The Minnesota Association of Realtors is asking for your help. Send a letter to your state senator saying:

“Please vote NO or ask members of the Senate Finance Committee to vote NO on Senate File 442, “The Housing Solutions Act”.With the real estate market going through significant difficulties it is not an appropriate time for legislators to increase the price of housing.Below are a few concerns we have with the 50% tax increase”:

  • A Deed Tax increase adds significant burden to those facing foreclosure or short sales. People close to foreclosure will now be further in debt because of this “housing solution.” This bill raises the cost of selling for families facing foreclosure, adds significant tax burden to rental property when sold increasing rents, and ultimately makes all housing less affordable – what kind of solution is that?
  • Deed Tax makes housing less affordable.

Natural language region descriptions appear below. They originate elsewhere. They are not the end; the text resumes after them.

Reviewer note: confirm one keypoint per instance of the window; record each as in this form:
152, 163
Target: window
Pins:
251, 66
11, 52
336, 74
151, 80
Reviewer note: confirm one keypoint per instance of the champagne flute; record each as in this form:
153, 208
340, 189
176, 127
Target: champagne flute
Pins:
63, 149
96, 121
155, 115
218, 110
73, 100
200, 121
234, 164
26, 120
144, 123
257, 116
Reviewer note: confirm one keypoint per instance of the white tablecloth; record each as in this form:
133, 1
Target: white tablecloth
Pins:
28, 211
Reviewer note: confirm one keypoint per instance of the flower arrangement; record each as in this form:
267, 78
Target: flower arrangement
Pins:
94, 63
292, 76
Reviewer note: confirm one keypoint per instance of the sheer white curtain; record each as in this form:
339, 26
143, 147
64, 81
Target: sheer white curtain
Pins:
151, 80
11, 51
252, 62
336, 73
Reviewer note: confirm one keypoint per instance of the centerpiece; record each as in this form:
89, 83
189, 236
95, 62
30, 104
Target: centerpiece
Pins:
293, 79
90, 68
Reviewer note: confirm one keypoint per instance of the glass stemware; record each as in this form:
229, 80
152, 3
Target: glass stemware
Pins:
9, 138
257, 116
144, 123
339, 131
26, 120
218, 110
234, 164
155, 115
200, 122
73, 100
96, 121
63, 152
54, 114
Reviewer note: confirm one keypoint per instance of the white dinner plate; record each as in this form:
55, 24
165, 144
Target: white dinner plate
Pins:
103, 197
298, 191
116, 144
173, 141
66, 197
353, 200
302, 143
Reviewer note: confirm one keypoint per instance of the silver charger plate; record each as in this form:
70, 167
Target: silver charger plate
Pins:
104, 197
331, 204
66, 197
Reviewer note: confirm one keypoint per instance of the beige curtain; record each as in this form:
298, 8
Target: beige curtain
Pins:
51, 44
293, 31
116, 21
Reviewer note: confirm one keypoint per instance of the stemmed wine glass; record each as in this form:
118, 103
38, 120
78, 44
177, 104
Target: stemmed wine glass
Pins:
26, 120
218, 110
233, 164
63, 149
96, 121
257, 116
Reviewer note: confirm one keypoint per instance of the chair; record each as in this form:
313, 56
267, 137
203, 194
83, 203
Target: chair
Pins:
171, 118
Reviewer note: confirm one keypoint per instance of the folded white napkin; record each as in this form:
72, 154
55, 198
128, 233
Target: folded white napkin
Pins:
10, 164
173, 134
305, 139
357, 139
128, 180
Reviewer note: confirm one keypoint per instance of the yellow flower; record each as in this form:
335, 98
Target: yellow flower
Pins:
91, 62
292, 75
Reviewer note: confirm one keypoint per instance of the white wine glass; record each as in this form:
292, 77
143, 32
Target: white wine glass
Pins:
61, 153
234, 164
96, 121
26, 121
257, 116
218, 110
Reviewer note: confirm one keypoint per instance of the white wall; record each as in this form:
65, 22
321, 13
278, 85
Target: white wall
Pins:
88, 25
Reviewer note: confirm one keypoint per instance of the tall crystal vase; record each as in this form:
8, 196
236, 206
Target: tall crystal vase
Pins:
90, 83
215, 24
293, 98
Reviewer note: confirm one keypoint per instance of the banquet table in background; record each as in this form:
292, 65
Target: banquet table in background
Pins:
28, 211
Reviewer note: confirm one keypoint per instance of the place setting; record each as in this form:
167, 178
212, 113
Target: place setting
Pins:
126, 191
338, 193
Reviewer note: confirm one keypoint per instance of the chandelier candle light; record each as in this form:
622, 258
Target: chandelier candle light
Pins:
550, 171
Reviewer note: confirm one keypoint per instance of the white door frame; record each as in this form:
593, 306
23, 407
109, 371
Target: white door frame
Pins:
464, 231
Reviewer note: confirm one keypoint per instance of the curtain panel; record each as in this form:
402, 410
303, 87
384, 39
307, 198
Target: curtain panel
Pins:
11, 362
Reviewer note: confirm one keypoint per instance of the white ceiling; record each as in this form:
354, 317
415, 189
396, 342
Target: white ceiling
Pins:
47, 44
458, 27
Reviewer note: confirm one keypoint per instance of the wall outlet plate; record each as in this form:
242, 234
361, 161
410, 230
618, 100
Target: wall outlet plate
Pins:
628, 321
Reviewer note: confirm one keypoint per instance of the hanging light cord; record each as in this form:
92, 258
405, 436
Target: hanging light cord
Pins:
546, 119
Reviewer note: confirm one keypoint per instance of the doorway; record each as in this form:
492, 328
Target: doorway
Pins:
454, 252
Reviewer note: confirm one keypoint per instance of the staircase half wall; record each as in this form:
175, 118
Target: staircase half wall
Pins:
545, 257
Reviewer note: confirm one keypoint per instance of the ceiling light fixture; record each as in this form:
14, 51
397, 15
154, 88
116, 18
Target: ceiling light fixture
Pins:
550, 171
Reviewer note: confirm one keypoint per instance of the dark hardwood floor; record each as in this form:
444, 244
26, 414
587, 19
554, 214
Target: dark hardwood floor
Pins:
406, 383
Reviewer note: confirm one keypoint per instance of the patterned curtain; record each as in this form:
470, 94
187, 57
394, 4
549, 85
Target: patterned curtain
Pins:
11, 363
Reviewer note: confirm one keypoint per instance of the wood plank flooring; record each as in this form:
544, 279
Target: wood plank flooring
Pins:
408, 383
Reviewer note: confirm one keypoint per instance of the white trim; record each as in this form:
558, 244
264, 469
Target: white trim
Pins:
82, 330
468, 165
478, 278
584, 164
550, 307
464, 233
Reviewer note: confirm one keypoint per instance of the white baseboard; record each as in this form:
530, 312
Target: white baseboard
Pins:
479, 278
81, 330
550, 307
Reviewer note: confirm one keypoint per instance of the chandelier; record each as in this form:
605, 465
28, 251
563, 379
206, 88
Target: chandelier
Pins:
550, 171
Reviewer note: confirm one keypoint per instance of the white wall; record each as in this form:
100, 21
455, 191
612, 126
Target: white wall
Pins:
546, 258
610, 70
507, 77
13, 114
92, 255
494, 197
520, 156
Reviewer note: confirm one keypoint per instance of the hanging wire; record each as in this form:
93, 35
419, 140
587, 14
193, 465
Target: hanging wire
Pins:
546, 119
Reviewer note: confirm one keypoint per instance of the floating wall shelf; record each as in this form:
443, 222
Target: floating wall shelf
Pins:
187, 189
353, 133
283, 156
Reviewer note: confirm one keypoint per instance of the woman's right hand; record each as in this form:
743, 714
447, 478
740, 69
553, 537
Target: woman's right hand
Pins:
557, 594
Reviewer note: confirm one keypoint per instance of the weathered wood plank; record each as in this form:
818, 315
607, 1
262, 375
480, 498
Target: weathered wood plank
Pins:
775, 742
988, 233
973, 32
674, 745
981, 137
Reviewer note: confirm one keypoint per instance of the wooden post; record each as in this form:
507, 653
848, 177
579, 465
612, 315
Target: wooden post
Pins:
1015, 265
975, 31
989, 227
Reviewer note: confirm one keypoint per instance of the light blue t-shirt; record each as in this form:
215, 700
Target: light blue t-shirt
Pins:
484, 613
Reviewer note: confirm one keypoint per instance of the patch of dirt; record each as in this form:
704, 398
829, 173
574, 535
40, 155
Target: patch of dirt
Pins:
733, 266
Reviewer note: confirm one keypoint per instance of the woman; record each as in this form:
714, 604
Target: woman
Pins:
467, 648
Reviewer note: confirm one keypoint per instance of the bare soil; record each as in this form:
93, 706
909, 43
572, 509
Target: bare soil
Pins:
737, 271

By increasing the state deed tax, sellers will need to adjust their sales price up or receive less equity at closing. Increasing a tax on housing only raises the price of housing to everyone.
  • Deed Tax is Regressive. Federal Government abandoned this type of tax in 1976 because it was felt that the tax was discriminatory and inequitable.
  • Minnesota has the nation’s highest home ownership rates. More Residents of Minnesota own homes than in any other state. Government should focus its attention on prioritizing current revenues already being generated by the economy and not burden property owners and businesses with more hidden, regressive taxes.

I feel any “Housing Solutions Act” that raises taxes on homeowners is only solving the governments failure at spending money wisely, buy squeezing residents pocket books even more. Instead they should find ways of cutting the fat and frivolous spending too common in the state government. Hopefully this bill is defeated, or else the state Senate might see a lynch mob on its doorsteps.